11.02.–14.03.2010. Creative workshop at the Latvian National Art Museum
Before I went to see this exhibition, there was yet another active exchange of opinions in the editorial office about a curator’s functions and capabilities. Adam Budak, once interviewed by Studija, and other curators of the great biennials and triennials were invoked, finally concluding that we do not have a single young curator of contemporary art who, with their intellectual commentary, could expand the field of understanding of an art work. Perhaps now we will have somebody?

To start with, it should be noted that the exhibition takes forward the cooperation between the Art History and Theory Department of the Latvian Academy of Art (LMA) and the Latvian National Museum of Art (LNMM), and this is the eighth year running that future art history graduates from the LMA practice working as curators and present an exhibition of works from the LNMM holdings. Paradoxically, the exercise is carried out applying practical knowledge mainly acquired auto-didactically: the purpose of the LMA bachelors’ programme in Art History is by no means to “produce” curators of contemporary art, but rather art historians who are destined to work in a museum or in archives. Hence the initiative of the budding bachelors to engage in current art processes is a kind of a leap into the unknown.

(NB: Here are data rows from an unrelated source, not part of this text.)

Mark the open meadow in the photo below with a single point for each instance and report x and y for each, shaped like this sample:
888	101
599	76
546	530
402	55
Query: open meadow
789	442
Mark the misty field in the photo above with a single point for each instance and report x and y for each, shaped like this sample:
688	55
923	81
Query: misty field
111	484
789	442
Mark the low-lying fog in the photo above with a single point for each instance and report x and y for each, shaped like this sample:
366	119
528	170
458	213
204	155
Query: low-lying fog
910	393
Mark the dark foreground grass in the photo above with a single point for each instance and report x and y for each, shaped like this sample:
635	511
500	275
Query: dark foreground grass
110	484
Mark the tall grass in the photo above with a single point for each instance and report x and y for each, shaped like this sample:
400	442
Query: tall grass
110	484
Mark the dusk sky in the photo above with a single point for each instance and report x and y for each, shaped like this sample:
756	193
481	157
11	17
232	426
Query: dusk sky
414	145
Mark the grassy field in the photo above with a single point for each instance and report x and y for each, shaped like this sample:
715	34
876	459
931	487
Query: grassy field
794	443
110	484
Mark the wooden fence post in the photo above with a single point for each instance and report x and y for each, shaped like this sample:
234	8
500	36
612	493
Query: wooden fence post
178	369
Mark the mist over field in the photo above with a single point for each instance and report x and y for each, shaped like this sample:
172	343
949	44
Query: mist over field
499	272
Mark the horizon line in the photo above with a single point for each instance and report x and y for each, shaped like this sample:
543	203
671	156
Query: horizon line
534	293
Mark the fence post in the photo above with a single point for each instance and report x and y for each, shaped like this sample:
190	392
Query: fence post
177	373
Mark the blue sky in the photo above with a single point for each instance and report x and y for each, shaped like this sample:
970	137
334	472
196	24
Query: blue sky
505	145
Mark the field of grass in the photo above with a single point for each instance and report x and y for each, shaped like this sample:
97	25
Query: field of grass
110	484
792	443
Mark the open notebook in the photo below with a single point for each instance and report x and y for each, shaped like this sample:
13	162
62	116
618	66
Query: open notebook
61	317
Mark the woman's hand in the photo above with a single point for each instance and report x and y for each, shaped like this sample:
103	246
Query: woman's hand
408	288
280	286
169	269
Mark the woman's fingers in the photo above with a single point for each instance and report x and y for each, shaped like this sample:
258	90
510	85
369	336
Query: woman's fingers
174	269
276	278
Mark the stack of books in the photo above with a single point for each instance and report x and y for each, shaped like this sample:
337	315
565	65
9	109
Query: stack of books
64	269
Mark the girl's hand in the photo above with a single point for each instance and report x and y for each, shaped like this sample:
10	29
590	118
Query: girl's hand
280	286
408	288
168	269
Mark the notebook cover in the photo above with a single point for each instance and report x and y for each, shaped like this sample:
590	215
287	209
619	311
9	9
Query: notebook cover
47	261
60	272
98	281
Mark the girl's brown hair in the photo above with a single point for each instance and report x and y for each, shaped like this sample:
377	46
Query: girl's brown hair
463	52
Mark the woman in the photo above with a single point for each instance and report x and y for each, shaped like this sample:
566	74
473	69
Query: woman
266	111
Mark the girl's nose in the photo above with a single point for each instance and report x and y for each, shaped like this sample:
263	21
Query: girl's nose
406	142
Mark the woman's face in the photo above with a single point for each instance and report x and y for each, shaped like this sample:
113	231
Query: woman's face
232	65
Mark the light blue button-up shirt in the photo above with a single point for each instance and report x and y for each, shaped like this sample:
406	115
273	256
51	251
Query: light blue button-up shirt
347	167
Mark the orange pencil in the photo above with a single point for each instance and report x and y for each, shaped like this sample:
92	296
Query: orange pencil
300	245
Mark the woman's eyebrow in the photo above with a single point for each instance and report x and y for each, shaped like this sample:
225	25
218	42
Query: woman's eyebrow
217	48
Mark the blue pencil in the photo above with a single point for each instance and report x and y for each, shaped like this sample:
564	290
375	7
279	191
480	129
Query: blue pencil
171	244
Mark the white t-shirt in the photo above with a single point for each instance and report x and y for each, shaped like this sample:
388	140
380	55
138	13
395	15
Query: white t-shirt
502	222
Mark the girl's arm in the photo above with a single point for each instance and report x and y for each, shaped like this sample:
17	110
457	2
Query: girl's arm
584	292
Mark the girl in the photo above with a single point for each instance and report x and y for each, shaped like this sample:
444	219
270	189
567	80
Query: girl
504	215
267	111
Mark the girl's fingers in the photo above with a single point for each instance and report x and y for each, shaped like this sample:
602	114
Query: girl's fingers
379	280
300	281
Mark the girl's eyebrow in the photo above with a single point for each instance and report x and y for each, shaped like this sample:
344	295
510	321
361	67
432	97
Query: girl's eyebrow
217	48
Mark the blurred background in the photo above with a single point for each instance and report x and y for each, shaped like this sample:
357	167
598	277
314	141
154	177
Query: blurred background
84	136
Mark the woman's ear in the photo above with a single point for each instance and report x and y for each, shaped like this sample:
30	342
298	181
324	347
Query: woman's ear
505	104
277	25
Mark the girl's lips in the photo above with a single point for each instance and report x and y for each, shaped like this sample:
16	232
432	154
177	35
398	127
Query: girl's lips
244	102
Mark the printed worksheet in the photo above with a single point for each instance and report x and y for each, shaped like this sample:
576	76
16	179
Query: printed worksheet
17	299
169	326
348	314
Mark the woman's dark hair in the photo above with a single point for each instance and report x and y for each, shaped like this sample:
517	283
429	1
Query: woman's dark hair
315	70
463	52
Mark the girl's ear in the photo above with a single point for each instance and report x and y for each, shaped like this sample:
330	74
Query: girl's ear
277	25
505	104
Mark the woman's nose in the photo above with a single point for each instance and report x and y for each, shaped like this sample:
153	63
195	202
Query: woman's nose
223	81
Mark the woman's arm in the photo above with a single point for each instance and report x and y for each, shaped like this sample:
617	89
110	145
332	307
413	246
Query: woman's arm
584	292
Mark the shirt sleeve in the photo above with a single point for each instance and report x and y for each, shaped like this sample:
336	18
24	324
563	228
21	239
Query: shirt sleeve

The idea of the exhibition belongs to the project coordinator Šelda Puķīte, and the team of curators includes Nils Ārens, Iveta Damroze, Inese Kundziņa, Anna Kustikova-Veilande, Inga Litvina, Ieva Muceniece, Līva Mišele Piešiņa, Alīna Zubkova. Puķīte builds her idea around Soviet period works from the LNMM collection (the artists are Auseklis Baušķenieks, Līze Dzeguze, Alberts Goltjakovs, Imants Lancmanis, Jānis Pauļuks, Maija Tabaka) and a reading of them from a contemporary viewpoint. The crux for the interpretation is a search for signs of potential consumerist culture in Soviet period art.
Imants Lancmanis. Still Life. Oil on canvas. 45x51cm. 1969
As a complement, the curators have invited young artists (that is those who have recently graduated or are still studying at the Academy) to produce “remakes” (the term used by the curator team, but to my mind “paraphrases” would be a more accurate description,) of the Soviet time pieces. The young artists (Anna Kustikova-Veilande, Svens Kuzmins, Maija Mackus, Elīna Poikāne, Lāsma Pujāte, Krišjānis Rijnieks, Magone Šarkovska) could choose an inspiring work from the list the curators offered, and, expressly for this show, produce new works on the same theme.

The introduction to the exhibition explains that “the exhibition highlights the issue of people’s craving for a product and its impact on a society’s ideals. The project proposes to assess the different ideologies of a consumer society under capitalist and socialist systems, and to evaluate the picture in Latvia, both when it was in the Soviet Union and now as part of the European Union”. It can be said that the curator team have created a miniature art event – the confrontation of art from two eras, a clash or interplay of differing paradigms. Only the theoretical justification about the possible presence of consumer culture and its criticism in Soviet art did not seem to be the most convincing element of this exhibition.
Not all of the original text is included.